在前期研究的基础上,阮永森又提出了新冠病毒早期在欧亚两地平行传播的假说。通过对病毒基因组数据的跟踪和分析,阮永森博士发现自新冠疫情伊始,由于新冠病毒的持续进化,形成了多个主流毒株相互竞争、相互取代的势态。为了探索新冠病毒早期传播过程,他重点关注第一波主流毒株,该毒株的S 蛋白带有D614G 的标志性突变。2020 年初疫情初始阶段,D614G 毒株在欧洲已经是主要的毒株。而 2020 年3 月之前,该毒株一直没在中国发现,在亚洲也极少见。新冠疫情的爆发最初至少有两个起始点:亚洲与欧洲,据此他们提出新冠病毒早期分别在亚洲与欧洲两地独立平行传播的假说,该研究成果发表于National Science Review。该研究被《遗传》杂志编委的选为推荐文章,受到《中国科学报》的报道。
与此同时,阮永森还提出了新冠疫情爆发传播的奠基者效应:5~10 个入境感染者即可启动疫情。针对疫情传播和防控的一个核心问题“一个国家或地区的疫情爆发到底是多少个病毒携带者引起的”,阮永森联合北京大学陆剑团队,利用群体遗传学理论,首先将早期传播的新冠病毒分成L 和 S 两种类型,然后统计L 型和S 型病毒在不同国家或地区的频率,计算相应区域的分化程度,最后结合分支过程理论模型,估计不同国家和地区传播的奠基者群体大小。研究发现一个国家或地区的疫情爆发是由极少数(5 ~ 10 个)病毒携带者引起的。也就是说,一个感染者搭一个长途航班过境,途中感染几个人,如果目的地没有采取极端严格的管控措施,即可造成目的地疫情的流行。因此,每一个国家疫情防控的关键时段是防止感染群体人数从5 ~ 10 人快速增加到 500 ~ 1000 人。当一个国家或地区仅出现个别病例的时候,就需要采取严格防范措施,一旦增加到500 ~ 1000 人,疫情爆发就很难避免。该研究对疫情的防控具有重要的借鉴意义。
紧随发展形势,详细规划未来
新冠疫情大流行已达3 年之久,而新冠病毒变异株依旧不断涌现。目前新的奥密克戎变异株正取代德尔塔成为全球主要流行毒株,新冠病毒很可能与人类长期共存。新冠疫情是目前国内外重点关注的公共卫生事件,探索新冠病毒变异的演化和传播规律,进而解析新冠病毒疫情动态是目前世界科研的热点问题,也是面向国家重大战略的需求。

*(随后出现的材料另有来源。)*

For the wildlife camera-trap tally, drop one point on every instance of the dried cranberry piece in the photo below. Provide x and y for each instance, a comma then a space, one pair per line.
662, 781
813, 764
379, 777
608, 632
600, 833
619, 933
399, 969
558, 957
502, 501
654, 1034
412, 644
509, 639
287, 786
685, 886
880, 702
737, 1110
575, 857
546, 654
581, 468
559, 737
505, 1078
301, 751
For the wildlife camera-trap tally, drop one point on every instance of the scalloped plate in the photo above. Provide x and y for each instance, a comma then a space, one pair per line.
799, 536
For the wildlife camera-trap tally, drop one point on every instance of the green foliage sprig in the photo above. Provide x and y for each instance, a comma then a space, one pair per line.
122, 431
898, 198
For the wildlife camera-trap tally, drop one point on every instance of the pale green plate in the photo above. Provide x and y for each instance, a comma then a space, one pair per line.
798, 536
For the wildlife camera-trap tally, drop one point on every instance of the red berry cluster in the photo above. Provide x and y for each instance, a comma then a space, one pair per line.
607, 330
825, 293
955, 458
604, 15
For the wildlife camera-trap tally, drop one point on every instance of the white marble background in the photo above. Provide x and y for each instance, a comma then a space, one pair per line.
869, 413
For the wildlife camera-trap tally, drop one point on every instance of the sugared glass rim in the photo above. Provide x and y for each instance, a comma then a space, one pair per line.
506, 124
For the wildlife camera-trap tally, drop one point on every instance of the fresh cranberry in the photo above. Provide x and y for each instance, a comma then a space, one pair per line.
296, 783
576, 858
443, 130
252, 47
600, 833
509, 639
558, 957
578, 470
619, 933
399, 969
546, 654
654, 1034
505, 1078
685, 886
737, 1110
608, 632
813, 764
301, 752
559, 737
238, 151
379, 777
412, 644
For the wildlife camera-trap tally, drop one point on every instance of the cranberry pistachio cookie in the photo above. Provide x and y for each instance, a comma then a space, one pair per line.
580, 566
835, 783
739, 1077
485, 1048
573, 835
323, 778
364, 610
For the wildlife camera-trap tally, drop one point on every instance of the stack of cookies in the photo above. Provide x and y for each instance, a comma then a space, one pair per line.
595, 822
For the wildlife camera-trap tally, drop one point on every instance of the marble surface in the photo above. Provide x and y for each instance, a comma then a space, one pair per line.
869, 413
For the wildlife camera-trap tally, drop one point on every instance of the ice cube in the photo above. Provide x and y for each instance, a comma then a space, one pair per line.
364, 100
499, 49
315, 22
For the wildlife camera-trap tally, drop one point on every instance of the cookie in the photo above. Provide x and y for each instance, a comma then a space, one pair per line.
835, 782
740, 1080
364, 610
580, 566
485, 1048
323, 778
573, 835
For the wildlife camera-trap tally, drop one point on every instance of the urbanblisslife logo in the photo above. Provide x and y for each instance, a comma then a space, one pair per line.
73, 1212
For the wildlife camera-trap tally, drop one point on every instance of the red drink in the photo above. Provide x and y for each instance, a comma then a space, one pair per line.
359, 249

基于这一大形势,阮永森拟在已有工作的基础上,以新型冠状病毒为研究对象,围绕新冠病毒变异株的时空分布、适应性进化等核心问题开展未来的研究。他将采用进化基因组学、流行病学、计算生物学等研究手段,重点关注病毒基因组变异在个体内、个体间以及全球流行的时空分布规律,探讨基因组变异在个体内的多样性,准确估计个体间的传播瓶颈大小,比较自然选择和随机遗传漂变等进化驱动力在各个演化阶段的相对重要性,系统总结和阐述新冠病毒在不同层面的适应性进化模式和规律,进而构建和完善新冠病毒在个体内、个体间及全球大范围流行的适应进化理论,为新冠病毒疫情的科学防控及未来新发突发传染性公共事件的阻断提供理论支撑和决策依据。
正是这种对科研的执着和对生命的敬畏,让阮永森博士成绩斐然,入选“2021 年度博士后创新人才支持计划”,获得“2021 年北京市科学技术奖二等奖”,并主持参与多项国家基金项目。正是这种追求真理的科学家精神,使科技对守护生命发挥越来越重要的作用。